In an art gallery, there’s a little bungalow. And in that bungalow there’s the detritus of a life: old magazines, tins of food, knick-knacks. There are plastic grapes on a side table, a shuttlecock on a shelf, a video of a crackling fire playing on the TV. And in the makeshift bed, a white-haired old man sleeps, his theatrical snores whistling around his man-cave.
This new artwork, commissioned from Jason Phu for the Australian Centre for Contemporary Art in Southbank, could be his imagined home from an uncertain future (the old stuffed man on the bed represents the artist himself).
It’s also home to a tangled web of references. This is a cabin in the woods, that horror trope where something lurks. It’s a microcosm of our isolated lives, our retreat from each other over the pandemic. It’s a place off the grid, a refuge from the ubiquitous digital dragnet. And it’s a meditation on the role of “things” in our lives: the items we hoard and keep about us, ultimately fungible but imprinted with memories only we can access, which make them so hard to throw away while they build into a messy wall around us.
“I’m a bit of a hoarder,” admits Phu, 32. “But I think hoarding comes from a place of nostalgia and love. It also comes from a place of fear, of losing people, and memories, and things – so you try to hold these things.”
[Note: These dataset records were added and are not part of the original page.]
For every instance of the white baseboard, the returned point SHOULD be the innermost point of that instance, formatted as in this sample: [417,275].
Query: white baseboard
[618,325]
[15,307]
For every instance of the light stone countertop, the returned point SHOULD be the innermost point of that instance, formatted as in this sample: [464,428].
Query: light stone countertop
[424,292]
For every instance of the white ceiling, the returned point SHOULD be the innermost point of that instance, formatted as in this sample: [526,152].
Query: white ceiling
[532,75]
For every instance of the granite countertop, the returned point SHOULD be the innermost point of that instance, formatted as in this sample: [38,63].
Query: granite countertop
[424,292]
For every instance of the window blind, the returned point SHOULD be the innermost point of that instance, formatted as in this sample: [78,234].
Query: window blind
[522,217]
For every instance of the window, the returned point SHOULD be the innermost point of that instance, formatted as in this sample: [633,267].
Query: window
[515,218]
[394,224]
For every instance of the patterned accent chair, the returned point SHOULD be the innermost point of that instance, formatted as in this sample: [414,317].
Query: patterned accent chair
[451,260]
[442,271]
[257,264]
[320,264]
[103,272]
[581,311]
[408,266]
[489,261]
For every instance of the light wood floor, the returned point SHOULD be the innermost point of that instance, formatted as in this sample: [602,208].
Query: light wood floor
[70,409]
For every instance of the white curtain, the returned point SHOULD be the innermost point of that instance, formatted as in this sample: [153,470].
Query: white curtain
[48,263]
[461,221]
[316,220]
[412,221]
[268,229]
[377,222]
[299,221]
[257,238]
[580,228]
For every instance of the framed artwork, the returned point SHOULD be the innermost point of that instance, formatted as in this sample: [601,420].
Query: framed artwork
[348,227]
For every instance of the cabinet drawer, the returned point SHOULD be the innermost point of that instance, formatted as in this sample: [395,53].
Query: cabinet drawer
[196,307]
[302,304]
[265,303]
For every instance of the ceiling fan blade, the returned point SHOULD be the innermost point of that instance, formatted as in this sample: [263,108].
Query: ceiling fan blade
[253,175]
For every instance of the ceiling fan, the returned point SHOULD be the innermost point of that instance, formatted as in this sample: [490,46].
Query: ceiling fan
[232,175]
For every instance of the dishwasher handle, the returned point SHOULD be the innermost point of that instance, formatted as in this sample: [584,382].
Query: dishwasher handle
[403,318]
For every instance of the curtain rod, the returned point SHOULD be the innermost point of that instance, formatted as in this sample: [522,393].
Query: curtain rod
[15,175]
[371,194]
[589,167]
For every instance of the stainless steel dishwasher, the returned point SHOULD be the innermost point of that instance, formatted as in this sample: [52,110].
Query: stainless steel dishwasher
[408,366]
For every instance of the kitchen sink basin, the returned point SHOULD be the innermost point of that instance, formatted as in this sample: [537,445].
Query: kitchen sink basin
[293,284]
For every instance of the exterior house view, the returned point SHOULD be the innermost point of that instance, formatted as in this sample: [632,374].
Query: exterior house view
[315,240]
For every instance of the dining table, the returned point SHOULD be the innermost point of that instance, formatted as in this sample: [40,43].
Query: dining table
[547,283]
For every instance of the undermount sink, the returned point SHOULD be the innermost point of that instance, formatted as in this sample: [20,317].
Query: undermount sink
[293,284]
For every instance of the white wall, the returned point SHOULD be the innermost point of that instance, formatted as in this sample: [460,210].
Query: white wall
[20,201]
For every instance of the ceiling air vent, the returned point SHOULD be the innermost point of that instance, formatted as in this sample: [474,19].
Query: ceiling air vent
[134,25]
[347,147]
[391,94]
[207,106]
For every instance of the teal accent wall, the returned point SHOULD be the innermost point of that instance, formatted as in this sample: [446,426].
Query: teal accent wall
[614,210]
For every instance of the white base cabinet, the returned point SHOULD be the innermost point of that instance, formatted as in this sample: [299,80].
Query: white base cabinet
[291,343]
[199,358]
He points out the shuttlecock: “You might see a shuttlecock over there and be like, ‘Oh, that’s just a bloody shuttlecock I can get for 50 cents.’ But it’s a gift from someone. That’s important to me.”
A lot of the stuff in the bungalow is from his home: “Mum’s wanted me to get rid of a lot of stuff I’ve left in my parents’ shed.” But it’s supplemented with items he’s purchased, adding significance, statues and model animals that reference the animism in Asian culture, the apricots and tinned tuna he loves to eat.
It’s kind of a shrine.
“This is my final resting place,” he muses. “A mausoleum, or a temple to myself.”